Tar command Compress and Extract Archives

This tutorial describes the meaning of archive and compression in Linux file systems. Later, it explains the tools you can use to create and manage compressed archives through examples.

Archive and compression

Although archive and compression are used together, they are different. An archive is a collection of files. It allows you to manage several files as a single file. It is mainly used for taking backups and moving files. For example, if you want to transfer 100 files from one system to another, you can create an archive of these files and move them as a single file. Tar is an archive tool. It allows you to create and manage archives.

archive explained

Compression is a technique that reduces the file size. It uses many algorithms and methods to reduce the file size. It allows you to save more files on a smaller disk space. For example, if you can save ten files, each file is 10MB on a 100MB partition, you can save fifteen to seventeen files of the same size on the same partition. Gzip and bzip2 are compression tools. They allow you to compress files.

compression explained

Administrators usually compress files before adding them to an archive. It saves disk space (in case of backup) and network bandwidth (in case of file transfer).

Tar, gzip and bzip2

The tar command does not have an inbuilt functionality to compress files before adding them to the archive. However, it can use third-party compression tools such as gzip and bzip2 to compress files before adding them to the archive. Gzip compresses faster but provides a low compression ratio. Bzip2 compresses slower but provides a high compression ratio.

Using gzip and bzip2 to compress tar archives

The g option instructs the tar command to use the gzip utility to compress files before adding them to the archive. You can use the .gz extension with the archived file name to indicate the gzip compression.

To create and compress the archive file with the bzip2 utility, use the j option. Use the .bz2 file extension with the archived file name. For example, the following commands create the home.tar archive from the /home directory without compression and with the gzip and bzip2 compressions.

#tar -cvf /tmp/home.tar /home
#tar -czvf /tmp/home.tar.gz /home
#tar -cjvf /tmp/home.tar.bz2 /home

After creating archives, use the du command with the h option to verify the compression used in archives. The du command with the h option shows the file size of the specified file.

Creating a compressed archive

If you use compression while creating an archive, you can not append, update, or delete a single file from the created archive. If you do, the command will return the following error.

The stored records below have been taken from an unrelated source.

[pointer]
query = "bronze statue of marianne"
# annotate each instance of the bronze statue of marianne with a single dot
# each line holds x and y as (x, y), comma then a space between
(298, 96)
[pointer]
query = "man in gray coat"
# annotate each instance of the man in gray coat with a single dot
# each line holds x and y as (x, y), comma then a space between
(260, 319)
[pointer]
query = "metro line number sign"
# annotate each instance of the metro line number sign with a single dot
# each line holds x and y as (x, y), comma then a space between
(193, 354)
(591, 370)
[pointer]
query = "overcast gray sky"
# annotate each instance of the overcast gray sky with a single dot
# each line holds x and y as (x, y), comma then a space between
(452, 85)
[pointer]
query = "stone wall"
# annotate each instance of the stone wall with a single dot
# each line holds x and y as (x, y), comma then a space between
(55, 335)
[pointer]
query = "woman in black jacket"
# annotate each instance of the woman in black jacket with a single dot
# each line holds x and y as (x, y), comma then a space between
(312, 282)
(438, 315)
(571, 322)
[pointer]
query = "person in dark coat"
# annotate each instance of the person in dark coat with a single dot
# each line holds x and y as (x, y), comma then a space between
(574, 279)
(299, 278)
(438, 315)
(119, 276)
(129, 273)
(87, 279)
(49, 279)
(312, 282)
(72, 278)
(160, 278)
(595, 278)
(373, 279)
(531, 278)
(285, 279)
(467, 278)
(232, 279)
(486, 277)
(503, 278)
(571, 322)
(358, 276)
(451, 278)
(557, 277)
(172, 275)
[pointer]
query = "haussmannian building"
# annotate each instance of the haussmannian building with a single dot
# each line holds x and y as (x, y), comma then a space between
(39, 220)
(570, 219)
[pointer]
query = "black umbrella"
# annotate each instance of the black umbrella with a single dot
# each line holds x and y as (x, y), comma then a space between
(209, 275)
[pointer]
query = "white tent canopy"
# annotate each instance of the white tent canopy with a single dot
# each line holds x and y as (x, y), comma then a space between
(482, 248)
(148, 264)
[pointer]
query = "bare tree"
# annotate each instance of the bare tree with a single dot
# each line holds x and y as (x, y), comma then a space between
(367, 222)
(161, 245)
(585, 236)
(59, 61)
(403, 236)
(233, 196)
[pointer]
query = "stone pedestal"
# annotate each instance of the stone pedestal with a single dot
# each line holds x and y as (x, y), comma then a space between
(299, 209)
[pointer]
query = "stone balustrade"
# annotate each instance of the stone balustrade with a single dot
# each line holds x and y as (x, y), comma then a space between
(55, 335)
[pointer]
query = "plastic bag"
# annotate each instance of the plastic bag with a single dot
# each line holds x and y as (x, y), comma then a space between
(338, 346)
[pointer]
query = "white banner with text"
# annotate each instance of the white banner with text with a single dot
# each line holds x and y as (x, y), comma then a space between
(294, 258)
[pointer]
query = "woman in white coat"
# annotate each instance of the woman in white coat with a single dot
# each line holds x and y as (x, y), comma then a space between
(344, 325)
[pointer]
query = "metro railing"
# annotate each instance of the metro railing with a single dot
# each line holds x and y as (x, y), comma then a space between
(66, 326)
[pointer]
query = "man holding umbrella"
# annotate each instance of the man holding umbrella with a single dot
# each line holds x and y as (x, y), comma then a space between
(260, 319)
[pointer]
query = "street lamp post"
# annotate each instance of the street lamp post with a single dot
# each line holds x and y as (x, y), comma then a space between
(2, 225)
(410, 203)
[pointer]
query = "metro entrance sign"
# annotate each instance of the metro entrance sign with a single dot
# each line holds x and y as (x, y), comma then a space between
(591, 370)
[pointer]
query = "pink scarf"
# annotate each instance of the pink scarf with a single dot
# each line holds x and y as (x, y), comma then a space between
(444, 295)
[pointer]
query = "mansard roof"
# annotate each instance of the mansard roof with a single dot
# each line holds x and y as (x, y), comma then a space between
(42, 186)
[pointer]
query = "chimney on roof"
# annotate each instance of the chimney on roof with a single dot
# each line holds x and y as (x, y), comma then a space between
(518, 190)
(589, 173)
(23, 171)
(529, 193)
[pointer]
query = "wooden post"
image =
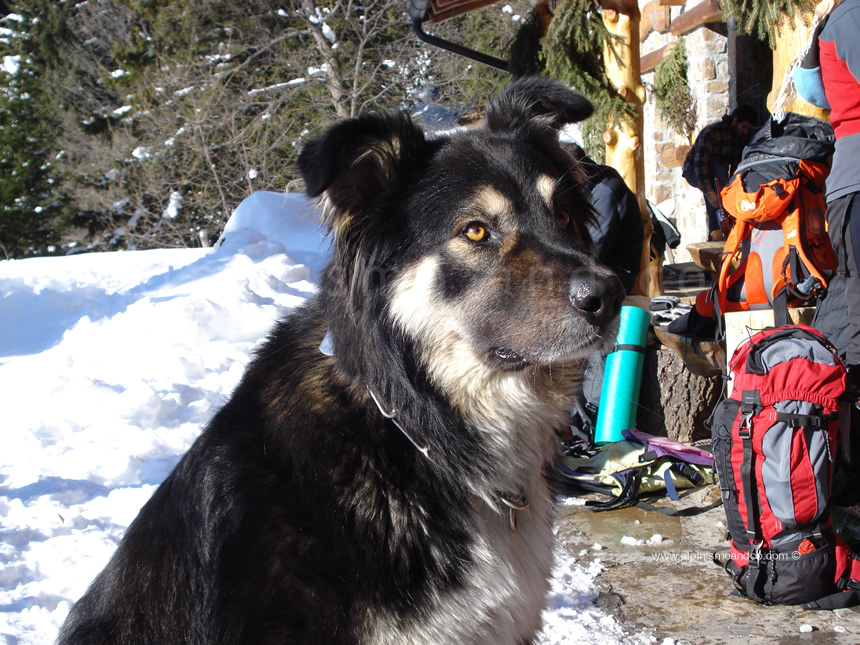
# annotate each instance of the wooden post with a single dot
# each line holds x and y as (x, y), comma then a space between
(791, 37)
(623, 138)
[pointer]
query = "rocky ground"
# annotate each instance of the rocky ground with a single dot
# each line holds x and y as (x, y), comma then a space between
(659, 577)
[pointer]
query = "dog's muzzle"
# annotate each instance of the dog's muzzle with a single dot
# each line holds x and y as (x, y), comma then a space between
(596, 295)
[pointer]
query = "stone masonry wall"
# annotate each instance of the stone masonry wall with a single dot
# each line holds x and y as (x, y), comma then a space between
(708, 76)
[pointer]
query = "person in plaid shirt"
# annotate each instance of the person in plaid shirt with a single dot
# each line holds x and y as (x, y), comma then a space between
(717, 149)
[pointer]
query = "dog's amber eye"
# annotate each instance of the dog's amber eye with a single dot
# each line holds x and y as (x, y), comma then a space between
(476, 232)
(563, 216)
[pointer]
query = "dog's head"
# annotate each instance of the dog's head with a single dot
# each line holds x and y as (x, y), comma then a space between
(475, 241)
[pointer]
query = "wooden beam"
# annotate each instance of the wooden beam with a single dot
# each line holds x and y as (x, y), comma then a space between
(650, 60)
(708, 11)
(654, 18)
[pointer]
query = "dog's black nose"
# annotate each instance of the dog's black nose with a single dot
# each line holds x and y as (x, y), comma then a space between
(596, 295)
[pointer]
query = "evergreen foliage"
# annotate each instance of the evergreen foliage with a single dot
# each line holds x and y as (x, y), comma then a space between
(31, 187)
(761, 17)
(672, 91)
(155, 118)
(572, 51)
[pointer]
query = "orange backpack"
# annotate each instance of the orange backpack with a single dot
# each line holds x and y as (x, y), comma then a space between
(778, 250)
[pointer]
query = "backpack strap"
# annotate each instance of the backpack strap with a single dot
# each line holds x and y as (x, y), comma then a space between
(750, 405)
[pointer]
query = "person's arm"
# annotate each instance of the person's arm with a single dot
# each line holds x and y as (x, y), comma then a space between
(703, 160)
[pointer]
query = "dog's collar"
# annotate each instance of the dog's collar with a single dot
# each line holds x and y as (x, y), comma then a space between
(513, 503)
(424, 450)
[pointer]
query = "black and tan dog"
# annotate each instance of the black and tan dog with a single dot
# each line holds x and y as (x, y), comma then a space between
(395, 491)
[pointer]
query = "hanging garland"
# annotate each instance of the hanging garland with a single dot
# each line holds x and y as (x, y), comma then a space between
(572, 52)
(761, 17)
(672, 91)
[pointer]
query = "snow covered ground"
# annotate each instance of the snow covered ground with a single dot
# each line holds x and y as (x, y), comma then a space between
(109, 365)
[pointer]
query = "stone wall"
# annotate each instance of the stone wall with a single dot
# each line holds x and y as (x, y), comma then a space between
(709, 83)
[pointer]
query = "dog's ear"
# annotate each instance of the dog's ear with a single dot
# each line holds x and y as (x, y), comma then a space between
(357, 160)
(537, 103)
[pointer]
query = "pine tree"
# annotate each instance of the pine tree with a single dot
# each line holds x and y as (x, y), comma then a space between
(30, 185)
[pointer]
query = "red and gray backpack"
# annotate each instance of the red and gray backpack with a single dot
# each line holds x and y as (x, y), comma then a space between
(774, 442)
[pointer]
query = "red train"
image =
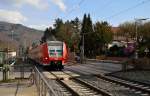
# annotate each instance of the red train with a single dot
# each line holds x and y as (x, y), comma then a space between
(52, 53)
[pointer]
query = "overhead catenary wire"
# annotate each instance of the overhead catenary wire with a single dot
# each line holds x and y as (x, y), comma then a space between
(127, 9)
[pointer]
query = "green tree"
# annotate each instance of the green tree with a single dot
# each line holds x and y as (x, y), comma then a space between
(103, 35)
(87, 32)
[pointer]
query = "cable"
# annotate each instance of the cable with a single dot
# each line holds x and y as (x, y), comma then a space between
(74, 8)
(128, 9)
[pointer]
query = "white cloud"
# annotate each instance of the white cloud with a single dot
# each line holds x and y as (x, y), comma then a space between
(40, 4)
(60, 4)
(40, 27)
(11, 16)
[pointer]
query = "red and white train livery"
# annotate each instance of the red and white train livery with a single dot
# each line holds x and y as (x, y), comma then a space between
(52, 53)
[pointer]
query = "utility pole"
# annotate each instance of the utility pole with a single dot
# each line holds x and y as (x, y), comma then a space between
(136, 34)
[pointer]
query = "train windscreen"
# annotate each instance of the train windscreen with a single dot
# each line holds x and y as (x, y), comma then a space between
(55, 49)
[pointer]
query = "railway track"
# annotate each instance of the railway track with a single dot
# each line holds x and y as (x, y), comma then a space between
(76, 86)
(68, 84)
(136, 86)
(115, 86)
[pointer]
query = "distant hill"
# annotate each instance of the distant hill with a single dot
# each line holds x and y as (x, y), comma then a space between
(14, 35)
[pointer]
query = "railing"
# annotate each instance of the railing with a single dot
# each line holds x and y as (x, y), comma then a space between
(43, 87)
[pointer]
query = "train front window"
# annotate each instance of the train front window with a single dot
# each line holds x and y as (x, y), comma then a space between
(55, 51)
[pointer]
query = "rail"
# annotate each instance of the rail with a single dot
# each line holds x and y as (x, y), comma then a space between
(43, 87)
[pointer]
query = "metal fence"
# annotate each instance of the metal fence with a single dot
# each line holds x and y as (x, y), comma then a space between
(43, 87)
(20, 71)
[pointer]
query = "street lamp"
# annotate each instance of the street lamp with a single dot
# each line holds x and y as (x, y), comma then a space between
(136, 34)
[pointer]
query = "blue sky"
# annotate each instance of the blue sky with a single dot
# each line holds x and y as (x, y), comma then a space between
(42, 13)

Tar: Error is recoverable: exiting now

tar command error Tar: Error is recoverable: exiting now

Extracting a compressed archive file

The x option extracts an archived file. The v option displays the real-time progress. The f option specifies the archived file you want to extract. If the archive file is compressed with the gzip, use the z option. Use the j option if the file is compressed with the bzip2.

Use the following syntax to extract an archive compressed with gzip.

#tar -xzvf  [archived-file-name] [destination-directory]

Use the following syntax to extract an archive compressed with bzip2.

#tar -xjvf  [archived-file-name] [destination-directory]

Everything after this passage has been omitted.